The flower at left is American Germander, a member of the mint family. It doesn’t have any uses that I know of, but they form lovely clusters of tall pink spikes along roadsides and fence lines. I found these along our west fence line and on the pond embankment.
This plant was a lovely surprise. I was on my way down the driveway to get the mail when I caught a flash of lilac out of the corner of my eye. I only have one specimen growing of the northward embankment above our driveway. A member of the pea family, it’s called Pigeonwings. The flower is quite big, about two inches. Apparently deer like to eat these, but I think it was spared because it was on the hillside. It’s only a guess based on anecdotal evidence, but I believe the deer prefer to graze from a flat surface. They’ll reach up from the bottom of a hill, but don’t tend to reach down from the top. Whatever the reason, this Pigeonwings plant has been spared. The other fact about this plant bears further investigation, as it apparently likes loamy acidic soil. That’s not how I would describe most of the soil at Windhaven, so I may do some soil testing near the Pigeonwings to assess the soil microhabitat.

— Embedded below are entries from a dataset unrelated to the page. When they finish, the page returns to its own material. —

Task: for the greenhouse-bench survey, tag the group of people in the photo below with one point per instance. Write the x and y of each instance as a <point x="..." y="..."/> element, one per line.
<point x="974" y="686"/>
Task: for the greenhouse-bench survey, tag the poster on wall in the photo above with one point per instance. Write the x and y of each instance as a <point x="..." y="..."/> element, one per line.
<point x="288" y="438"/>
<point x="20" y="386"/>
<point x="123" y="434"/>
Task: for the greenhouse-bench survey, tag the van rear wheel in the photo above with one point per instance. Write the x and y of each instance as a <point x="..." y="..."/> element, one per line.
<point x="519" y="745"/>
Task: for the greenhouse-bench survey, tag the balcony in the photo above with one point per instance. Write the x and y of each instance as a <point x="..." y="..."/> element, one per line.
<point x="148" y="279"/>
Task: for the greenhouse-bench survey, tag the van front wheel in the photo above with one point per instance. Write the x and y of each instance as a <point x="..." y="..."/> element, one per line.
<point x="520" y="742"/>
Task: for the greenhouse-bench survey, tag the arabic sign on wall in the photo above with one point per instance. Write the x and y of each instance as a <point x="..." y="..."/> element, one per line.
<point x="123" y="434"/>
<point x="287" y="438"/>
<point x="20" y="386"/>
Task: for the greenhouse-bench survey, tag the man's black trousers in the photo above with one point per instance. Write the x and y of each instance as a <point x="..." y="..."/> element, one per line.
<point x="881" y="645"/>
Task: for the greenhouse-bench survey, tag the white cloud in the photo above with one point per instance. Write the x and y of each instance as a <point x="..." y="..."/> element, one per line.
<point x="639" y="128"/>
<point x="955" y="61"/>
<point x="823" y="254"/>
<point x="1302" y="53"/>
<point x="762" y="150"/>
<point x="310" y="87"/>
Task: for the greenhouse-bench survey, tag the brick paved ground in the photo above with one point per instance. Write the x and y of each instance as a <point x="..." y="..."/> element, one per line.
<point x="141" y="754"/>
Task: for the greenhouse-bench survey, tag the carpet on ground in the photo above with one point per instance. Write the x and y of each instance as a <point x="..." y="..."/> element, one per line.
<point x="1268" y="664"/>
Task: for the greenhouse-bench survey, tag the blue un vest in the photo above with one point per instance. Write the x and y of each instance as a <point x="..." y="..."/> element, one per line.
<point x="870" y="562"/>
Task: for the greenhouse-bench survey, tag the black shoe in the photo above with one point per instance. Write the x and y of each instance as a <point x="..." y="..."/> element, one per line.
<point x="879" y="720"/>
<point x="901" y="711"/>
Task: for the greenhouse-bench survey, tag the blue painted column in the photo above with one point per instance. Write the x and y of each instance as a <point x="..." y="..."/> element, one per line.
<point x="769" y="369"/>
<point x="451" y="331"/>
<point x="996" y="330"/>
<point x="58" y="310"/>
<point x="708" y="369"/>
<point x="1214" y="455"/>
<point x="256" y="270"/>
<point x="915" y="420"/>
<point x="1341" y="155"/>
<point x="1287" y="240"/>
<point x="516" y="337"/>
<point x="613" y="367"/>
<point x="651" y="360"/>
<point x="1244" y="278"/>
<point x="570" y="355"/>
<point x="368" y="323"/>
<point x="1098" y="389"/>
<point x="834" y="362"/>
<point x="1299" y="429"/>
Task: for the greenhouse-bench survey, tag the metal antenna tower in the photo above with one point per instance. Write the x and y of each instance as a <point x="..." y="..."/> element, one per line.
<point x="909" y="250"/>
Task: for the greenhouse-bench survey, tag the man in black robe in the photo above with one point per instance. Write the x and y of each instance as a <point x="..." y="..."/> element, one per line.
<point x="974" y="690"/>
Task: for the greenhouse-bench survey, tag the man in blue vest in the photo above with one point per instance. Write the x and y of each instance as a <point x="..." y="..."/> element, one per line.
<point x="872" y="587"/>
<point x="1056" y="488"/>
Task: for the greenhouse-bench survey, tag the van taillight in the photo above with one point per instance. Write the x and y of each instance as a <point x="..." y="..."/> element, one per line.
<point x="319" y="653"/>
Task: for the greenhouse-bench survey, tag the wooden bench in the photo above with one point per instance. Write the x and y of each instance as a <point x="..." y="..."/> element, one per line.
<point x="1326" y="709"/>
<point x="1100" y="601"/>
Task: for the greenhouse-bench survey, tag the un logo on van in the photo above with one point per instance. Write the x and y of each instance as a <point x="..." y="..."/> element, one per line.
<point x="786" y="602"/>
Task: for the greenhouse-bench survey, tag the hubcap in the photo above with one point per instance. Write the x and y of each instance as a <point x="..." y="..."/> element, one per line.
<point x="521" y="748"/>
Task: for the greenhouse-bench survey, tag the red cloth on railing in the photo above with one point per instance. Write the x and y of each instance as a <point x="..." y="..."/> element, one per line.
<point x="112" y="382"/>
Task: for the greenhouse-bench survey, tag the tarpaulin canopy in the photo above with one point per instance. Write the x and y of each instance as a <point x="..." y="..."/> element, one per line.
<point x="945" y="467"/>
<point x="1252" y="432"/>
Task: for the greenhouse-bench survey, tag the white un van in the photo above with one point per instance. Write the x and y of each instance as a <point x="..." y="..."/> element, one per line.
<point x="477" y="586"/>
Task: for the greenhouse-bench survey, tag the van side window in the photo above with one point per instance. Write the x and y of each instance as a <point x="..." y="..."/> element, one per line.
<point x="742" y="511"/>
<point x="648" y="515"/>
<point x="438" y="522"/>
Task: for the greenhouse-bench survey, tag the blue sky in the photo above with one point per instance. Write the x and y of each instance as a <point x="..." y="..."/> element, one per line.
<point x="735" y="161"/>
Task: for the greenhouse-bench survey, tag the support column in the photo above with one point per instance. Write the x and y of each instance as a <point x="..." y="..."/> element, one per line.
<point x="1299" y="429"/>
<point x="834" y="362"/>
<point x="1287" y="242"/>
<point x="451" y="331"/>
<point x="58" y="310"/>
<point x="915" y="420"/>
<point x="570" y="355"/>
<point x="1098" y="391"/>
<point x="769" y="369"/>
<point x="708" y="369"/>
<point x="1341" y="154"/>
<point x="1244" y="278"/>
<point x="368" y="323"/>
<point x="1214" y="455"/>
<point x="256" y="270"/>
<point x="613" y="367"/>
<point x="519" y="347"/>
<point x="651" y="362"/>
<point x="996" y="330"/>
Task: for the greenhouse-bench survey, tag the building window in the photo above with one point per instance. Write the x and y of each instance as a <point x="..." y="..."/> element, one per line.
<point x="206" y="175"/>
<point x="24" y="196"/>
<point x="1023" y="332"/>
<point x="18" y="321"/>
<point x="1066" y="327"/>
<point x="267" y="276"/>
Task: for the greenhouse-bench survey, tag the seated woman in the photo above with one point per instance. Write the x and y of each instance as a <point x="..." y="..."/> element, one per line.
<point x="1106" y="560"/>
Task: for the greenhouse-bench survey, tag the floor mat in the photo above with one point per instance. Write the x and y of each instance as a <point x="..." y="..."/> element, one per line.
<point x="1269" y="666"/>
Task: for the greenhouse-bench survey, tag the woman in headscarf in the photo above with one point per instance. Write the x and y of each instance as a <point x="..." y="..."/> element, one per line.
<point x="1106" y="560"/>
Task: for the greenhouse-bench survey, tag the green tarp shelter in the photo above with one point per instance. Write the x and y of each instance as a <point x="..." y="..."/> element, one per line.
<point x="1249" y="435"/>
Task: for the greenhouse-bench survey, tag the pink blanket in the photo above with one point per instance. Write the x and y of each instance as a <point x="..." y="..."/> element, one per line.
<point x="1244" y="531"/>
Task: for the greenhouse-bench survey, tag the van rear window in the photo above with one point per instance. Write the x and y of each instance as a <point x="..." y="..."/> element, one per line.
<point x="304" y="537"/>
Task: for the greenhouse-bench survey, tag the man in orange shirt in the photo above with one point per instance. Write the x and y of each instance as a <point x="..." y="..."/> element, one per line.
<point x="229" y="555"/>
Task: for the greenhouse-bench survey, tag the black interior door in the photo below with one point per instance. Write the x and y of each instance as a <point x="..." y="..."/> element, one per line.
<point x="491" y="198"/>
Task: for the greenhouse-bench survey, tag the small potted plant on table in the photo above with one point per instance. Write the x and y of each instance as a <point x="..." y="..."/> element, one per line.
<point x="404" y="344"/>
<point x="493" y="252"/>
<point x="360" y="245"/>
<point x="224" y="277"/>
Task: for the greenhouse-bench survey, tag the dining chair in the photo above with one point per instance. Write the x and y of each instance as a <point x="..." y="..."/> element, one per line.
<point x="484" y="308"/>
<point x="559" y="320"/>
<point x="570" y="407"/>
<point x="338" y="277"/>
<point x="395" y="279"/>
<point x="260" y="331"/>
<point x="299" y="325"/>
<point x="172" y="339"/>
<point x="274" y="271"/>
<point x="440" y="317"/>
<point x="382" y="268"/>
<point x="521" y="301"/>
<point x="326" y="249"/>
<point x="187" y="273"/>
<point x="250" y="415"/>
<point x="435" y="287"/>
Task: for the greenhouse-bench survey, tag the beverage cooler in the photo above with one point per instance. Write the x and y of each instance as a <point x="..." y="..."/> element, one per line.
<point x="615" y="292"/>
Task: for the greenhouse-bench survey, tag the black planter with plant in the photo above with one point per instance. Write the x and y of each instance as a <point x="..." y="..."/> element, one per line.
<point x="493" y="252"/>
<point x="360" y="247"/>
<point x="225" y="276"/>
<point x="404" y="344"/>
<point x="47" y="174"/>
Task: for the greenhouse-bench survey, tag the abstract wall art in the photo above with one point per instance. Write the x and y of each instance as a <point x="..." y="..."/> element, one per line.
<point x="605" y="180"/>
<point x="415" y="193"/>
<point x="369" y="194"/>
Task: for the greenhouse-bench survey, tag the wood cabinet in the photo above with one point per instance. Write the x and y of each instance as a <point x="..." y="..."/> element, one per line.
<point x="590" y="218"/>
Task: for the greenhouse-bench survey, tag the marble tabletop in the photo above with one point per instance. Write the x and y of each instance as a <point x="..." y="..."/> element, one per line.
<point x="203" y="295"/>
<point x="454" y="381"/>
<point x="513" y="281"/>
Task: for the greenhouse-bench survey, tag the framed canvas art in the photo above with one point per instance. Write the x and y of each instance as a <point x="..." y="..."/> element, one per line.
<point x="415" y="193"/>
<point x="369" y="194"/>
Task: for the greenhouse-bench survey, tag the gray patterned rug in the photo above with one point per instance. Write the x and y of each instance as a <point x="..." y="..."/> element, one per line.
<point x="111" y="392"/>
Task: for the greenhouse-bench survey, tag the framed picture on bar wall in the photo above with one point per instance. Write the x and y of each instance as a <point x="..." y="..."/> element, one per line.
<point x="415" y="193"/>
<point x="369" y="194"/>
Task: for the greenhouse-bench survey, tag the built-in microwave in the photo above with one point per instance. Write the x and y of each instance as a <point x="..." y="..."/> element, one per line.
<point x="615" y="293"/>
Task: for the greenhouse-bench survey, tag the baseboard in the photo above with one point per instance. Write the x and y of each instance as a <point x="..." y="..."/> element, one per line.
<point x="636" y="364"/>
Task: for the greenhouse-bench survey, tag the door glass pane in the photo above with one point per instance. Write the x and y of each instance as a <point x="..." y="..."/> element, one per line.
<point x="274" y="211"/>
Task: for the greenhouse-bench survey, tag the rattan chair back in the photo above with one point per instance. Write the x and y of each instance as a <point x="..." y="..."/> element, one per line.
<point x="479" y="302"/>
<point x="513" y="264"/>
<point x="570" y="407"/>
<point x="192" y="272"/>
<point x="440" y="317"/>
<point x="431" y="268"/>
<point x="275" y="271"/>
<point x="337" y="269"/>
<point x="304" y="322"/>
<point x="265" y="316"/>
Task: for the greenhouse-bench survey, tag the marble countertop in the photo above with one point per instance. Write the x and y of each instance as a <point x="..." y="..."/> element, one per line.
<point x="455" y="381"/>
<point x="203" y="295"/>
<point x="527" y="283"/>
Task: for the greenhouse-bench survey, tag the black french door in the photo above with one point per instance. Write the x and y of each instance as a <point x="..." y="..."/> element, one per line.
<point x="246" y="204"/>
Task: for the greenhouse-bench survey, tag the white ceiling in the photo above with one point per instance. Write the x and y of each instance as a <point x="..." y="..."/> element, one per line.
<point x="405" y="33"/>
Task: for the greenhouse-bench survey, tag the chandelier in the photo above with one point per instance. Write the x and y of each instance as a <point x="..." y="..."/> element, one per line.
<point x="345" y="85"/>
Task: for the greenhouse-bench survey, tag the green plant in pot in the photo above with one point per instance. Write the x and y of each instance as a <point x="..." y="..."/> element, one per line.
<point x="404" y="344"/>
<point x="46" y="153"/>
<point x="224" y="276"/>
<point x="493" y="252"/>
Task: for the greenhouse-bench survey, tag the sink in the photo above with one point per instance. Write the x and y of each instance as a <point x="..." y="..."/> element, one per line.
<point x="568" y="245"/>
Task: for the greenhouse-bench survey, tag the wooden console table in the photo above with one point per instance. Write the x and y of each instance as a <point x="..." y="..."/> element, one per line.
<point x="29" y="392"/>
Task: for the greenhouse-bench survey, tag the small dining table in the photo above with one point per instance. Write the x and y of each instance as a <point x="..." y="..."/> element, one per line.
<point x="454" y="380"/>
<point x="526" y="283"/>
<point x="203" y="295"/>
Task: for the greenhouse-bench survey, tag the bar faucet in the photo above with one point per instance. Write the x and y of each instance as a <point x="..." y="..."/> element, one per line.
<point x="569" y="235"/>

The next two flowers I found right next to our mailbox by the street. They’ve since been eaten by deer. The flower to the left is the Four-pointed Evening Primrose. As the name implies, the flowers don’t open until late afternoon, so I kept taking my camera with me to get the mail in the hopes of a good photo.
The flower to the right is the Sessile-leaved Tick-clover, yet another member of the pea family. The big showy pink flowers quickly fade to a green and teal color. The seed pods are flat with tiny hooked barbs that stick tightly to animal hair and clothing. Similar to tick, they’re hard to get off. But they’re nutritious wildlife food which is probably why the deer ate it.
The last flower, that I found along our road, is the Partridge Pea. It is not in the pea family but does produce pea pods. Bobwhite Quail and other seed eating birds and mammals like to eat the seeds. It’s also a good indicator plant of sandy soils.
I can’t wait to see what botanical surprises July will bring.